Jacobs played just 4 games in 2019. He suffered a torn ACL in the 2nd quarter of a Red Wolves loss against Georgia. In four games, he recorded 21 tackles, 1 TFL, & 2 pass breakups and was having one of the best games of his life at Georgia when the injury happened in the second half.
In 2019, Jerry Jacobs posted a 80.6 overall PFF [Pro Football Focus] grade and an outstanding 89.7 in coverage, HawgBeat’s Nikki Chavanelle wrote. “Before tearing his ACL, Jacobs posted a 69.6 in 22 snaps against Georgia, which is above Arkansas’s average coverage grades from 2019.”
It’s clear that the Razorbacks have gotten a quality cornerback in Jacobs, a potential starter in 2020. It helps that Jacobs’ acclimation to the program will go more smoothly because he already knows Rion Rhoades, the Hogs’ new linebacker coach. Rhoades coached Jacobs at his previous stop, Hutchinson Community College, in Kansas.
With Jacobs’ arrival, the Razorback cornerbacks should have quality depth that the program hasn’t seen for many years. Here’s a breakdown, per HawgBeat.com:
Micahh Smith – redshirt senior
Jerry Jacobs – redshirt junior (grad transfer)
Montaric Brown – redshirt junior
Jordon Curtis – redshirt junior
Jarques McClellion – redshirt junior
Joseph Foucha – junior
Myles Mason – junior
Ladarrius Bishop – redshirt sophomore
Greg Brooks Jr. – sophomore
Malik Chavis – redshirt freshman
Devin Bush – redshirt freshman
Jalen Catalon – redshirt freshman
Nick Turner – freshman
Myles Slusher – freshman (early enrollee)
Under defensive coordinator Barry Odom, Arkansas’ defense is likely still three years away from developing into an elite unit if all things go as planned. But the addition of players like Jacobs shows momentum is turning in favor of the Hogs after years of ineptitude.

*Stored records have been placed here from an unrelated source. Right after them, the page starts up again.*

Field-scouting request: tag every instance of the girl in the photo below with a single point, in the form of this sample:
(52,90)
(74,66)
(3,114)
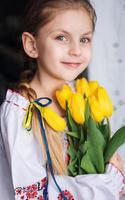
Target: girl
(58,37)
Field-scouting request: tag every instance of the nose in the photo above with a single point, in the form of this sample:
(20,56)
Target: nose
(75,49)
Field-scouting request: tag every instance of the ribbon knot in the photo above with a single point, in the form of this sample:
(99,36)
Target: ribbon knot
(29,111)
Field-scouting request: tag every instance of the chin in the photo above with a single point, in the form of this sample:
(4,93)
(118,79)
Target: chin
(70,77)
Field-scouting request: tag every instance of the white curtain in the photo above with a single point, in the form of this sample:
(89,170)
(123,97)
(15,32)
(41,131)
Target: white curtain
(108,63)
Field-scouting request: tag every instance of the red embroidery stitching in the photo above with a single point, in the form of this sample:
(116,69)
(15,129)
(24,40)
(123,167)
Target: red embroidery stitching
(32,192)
(67,194)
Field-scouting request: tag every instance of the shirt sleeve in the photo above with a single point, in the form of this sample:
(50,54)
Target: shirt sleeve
(29,177)
(6,185)
(89,187)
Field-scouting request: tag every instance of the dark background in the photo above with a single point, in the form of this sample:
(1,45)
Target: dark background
(11,60)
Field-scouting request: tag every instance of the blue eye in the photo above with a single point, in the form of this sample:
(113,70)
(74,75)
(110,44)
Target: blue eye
(61,38)
(85,40)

A vocal minority of Red Wolves fans will hate to see it. Especially guys like “RedWolfRon”:
No matter how Arkansas performs, or how open its athletic director is to playing the Red Wolves, some A-State fans will always find something to complain about when it comes to “big brother.”
That’s just something Hog fans have learned to endure, when they’re aware outspoken Red Wolves supporters exist at all.